Al-Qurthubi juga menjelaskan bahwa setiap manusia yang dikeluarkan dari perut ibunya tidak mempunyai pengetahuan sedikit pun sehingga Allah membekali pendengaran agar manusia dapat mendengar perintah dan larangan. Kemampuan mendengar ini juga sekaligus mendukung kemampuan berbicara, karena orang yang tidak mampu mendengar maka juga tidak mampu berbicara. Sedangkan penglihatan diciptakan agar dapat melihat ciptaan Allah. Adapun hati, ia diciptakan agar manusia dapat (ma’rifah) mengenal-Nya.
Wahbah Az-Zuhaili juga menguatkan bahwa manusia diciptakan pada fase awal penciptaan dalam keadaan tidak mengetahui apa-apa. Kemudian, Allah SWT membekalinya dengan ilmu dan pengetahuan. Allah SWT pun menganugerahinya akal pikiran yang bisa memahami berbagai hal, membedakan antara yang baik dan yang buruk, mampu memilih yang bermanfaat dan yang tidak.
Allah SWT menyediakan untuknya kunci-kunci pengetahuan berupa pendengaran yang dapat mendengar dan memahami suara. Juga penglihatan yang bisa melihat berbagai hal, serta hati yang bisa memahami berbagai hal, sebagaimana firmanNya dalam ayat lain dalam QS. Al-Mulk ayat 23-24.
Baca Juga: Mengulik Makna Tarbiyah dalam Pendidikan Islam
Peserta Didik Menurut Surah An-Nahl Ayat 78
Mengacu kepada penafsiran surah An-Nahl ayat 78 di atas, Allah sedari awal telah membekali hal yang paling dasar dalam proses pendidikan. Allah menciptakan manusia sejak awal lengkap dengan segenap potensi berupa penglihatan, pendengaran, dan hati untuk dapat menempuh proses pendidikan, manusia juga dianugerahi penglihatan dan pendengaran untuk dapat mengembangkan aspek kognitif dan psikomotoriknya, sedangkan hati diberikan untuk mengembangkan aspek afektif yang mengarah kepada akhlak.

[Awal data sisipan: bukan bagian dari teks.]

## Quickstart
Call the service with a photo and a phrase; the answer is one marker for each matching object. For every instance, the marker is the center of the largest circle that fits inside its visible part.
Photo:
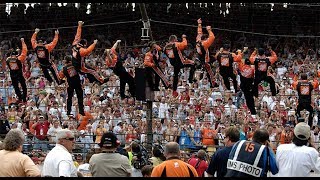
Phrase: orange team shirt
(273, 58)
(206, 43)
(174, 168)
(83, 51)
(85, 120)
(148, 60)
(50, 46)
(208, 136)
(23, 54)
(181, 45)
(315, 83)
(30, 127)
(285, 138)
(113, 60)
(246, 71)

Ketidaktahuan manusia ketika ia dilahirkan berakibat pada ketergantungan manusia untuk memperoleh pendidikan agar ia dapat mencapai tujuan hidup yang sesungguhnya. Sebab ia telah dibekali oleh Allah berupa tiga potensi yang dibawa (penglihatan, pendengaran, dan hati) untuk mencapai tujuan tersebut.
Sehingga jika dihubungkan dengan peserta didik sebagai komponen pendidikan, maka menurut ayat di atas adalah bahwa semua manusia yang lahir ke dunia dengan sudah membawa potensi masing-masing, sejatinya adalah peserta didik yang perlu mendapatkan pendidikan. Proses pendidikan yang dilalui baik melalui tarbiyah, ta’lim, maupun ta’dib harus didapatkan ketika ia dilahirkan dan menumbuh kembangkan potensi-potensi tersebut untuk mencapai tujuan akhir dari kehidupan manusia itu sendiri, yaitu beribadah kepadaNya.
Dengan demikian, definisi peserta didik di sini berarti ia yang tidak hanya sebatas pada orang-orang yang terdaftar di sekolah atau madrasah saja, melainkan semua manusia dengan setiap potensinya masing-masing, duduk di ‘bangku sekolah’ maupun duduk lesehan di luar sekolah.
Baca Juga: Menelisik Makna Ta’lim dalam Pendidikan Islam
Penutup
Sebagai akhir dari tulisan ini, dapat disimpulkan bahwa definisi peserta didik menurut surah An-Nahl ayat 78 adalah sumber daya manusia yang membawa atau dibekali potensi (berupa penglihatan, pendengaran, dan hati) namun tidak memiliki pengetahuan sehingga memerlukan pengembangan atas potensi yang dibawanya tersebut agar lebih terarah melalui proses pendidikan. Wallahu A’lam.